The Quest is probably one of the most popular and widely used tropes in the genre. It follows the Hero’s Journey and sends our hero out of their comfortable world, into one filled with danger. It doesn’t matter if the fate of the world is at risk, or the character is on a journey of self-discovery, there’s something immensely satisfying about a character leaving their comfort zone to discover unknown truths, overcome insurmountable obstacles, and find victory along the way.
The Found Family Trope
The Long Way to a Small, Angry Planet
Rosemary Harper isn’t expecting a grand adventure. The aging Wayfarer spaceship looks like it’s seen better days. But it promises a bed and a chance to see parts of the galaxy she’s never seen before. Even better, it’s going to take her far away from the past she desperately wants to run away from. Life on board is exactly what she wants: chaotic and unpredictable. And the crew is more diverse than anything she’s ever encountered.

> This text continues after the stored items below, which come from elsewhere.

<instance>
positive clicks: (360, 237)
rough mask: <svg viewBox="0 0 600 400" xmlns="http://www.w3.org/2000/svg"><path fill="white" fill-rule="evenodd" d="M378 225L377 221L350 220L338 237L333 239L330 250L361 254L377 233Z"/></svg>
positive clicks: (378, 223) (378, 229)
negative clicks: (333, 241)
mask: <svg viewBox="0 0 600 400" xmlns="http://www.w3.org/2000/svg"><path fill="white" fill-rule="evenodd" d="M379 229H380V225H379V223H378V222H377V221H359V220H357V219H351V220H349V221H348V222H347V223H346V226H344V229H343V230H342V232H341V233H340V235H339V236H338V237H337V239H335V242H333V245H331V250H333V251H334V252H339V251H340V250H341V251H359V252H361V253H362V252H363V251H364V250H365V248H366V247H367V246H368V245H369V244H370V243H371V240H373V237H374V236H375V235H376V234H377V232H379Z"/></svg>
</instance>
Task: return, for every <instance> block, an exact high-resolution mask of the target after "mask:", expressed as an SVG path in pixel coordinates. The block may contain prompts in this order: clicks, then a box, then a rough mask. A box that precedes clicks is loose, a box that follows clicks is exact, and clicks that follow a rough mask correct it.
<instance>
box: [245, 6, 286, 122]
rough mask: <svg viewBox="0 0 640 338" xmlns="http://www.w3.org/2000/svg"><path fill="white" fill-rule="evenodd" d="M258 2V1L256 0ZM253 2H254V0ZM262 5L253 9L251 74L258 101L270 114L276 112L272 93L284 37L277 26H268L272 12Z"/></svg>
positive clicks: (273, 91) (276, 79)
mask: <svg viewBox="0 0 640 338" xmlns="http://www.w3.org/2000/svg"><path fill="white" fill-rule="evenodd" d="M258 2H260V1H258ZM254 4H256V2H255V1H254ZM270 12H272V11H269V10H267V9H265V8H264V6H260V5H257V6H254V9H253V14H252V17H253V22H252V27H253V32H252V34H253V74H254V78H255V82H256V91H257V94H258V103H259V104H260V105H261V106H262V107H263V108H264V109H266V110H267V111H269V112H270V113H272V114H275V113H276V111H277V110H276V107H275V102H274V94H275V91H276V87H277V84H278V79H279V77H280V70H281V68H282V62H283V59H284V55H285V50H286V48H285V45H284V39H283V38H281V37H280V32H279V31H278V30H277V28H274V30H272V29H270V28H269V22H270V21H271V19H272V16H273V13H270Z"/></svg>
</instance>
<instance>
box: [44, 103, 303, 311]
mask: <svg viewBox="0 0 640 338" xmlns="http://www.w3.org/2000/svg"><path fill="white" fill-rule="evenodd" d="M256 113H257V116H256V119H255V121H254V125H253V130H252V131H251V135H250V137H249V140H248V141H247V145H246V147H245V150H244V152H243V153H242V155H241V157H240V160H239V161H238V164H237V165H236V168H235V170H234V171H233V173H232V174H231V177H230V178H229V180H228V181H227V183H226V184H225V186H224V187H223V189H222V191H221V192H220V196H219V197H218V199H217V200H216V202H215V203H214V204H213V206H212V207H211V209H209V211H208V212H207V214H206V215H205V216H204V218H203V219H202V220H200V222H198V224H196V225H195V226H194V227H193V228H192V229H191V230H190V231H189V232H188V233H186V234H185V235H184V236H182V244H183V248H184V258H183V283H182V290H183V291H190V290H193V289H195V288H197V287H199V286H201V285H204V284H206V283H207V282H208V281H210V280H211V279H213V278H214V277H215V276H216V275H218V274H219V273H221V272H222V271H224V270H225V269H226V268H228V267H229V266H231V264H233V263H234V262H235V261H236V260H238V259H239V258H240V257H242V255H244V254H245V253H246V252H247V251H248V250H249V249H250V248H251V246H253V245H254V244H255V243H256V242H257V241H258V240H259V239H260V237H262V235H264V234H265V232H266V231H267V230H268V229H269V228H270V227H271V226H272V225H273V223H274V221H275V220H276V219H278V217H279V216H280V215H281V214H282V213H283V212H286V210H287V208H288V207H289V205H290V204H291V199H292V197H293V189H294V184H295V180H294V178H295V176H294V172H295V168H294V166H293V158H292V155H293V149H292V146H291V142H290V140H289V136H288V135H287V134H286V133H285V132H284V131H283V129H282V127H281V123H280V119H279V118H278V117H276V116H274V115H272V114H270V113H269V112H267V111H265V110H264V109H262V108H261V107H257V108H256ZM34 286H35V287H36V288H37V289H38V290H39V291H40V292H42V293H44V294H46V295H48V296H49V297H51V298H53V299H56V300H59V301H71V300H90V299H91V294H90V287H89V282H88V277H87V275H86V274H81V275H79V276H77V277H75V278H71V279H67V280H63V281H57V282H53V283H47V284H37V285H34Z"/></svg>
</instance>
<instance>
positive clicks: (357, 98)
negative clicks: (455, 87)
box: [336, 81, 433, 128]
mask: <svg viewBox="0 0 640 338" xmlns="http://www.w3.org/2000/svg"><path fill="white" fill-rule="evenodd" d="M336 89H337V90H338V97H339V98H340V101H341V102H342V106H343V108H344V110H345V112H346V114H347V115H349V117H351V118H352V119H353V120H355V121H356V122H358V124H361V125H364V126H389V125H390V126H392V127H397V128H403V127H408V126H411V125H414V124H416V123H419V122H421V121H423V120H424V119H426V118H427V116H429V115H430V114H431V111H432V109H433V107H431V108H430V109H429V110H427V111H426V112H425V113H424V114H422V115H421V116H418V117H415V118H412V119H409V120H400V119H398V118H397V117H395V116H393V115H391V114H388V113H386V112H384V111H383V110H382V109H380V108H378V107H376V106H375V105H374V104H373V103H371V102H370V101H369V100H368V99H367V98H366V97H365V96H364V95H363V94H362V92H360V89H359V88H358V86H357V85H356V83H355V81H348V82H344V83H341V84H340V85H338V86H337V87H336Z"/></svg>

Everything changes when they take a dangerous job. Rosemary didn’t sign up to risk her life, and relying on others has never worked out great for her before. In the outskirts of space, she has to learn to trust the crew with her life. Who knows: Maybe family isn’t so bad, after all.
Not every character starts with a family. Or, if they do, it’s a terrible one. Whether the main character is an orphan or simply needs to find a new family with healthier emotional connections, the found family represents a group that fulfils the safety and love they couldn’t find anywhere else.
The Grumpy AI Trope
All Systems Red
Artificial Intelligence as a trope generally deals with the technology after it has gained some self-awareness. And this is where it gets fun. Does it go mad with power? Or does it decide that even though humans are more trouble than they’re worth, somehow the AI can’t help but be there for them anyway.
That’s the take Wells utilizes in the Murderbot series. Murderbot would rather be left alone to watch its soaps. But as the Company-supplied security android, its job is to protect the humans as they explore distant planets. It hides the fact that it hacked its own governor module, allowing it to think and act for itself. And everything is going fine. Until a nearby mission goes dark. And Murderbot has to act to save the scientists and find the truth.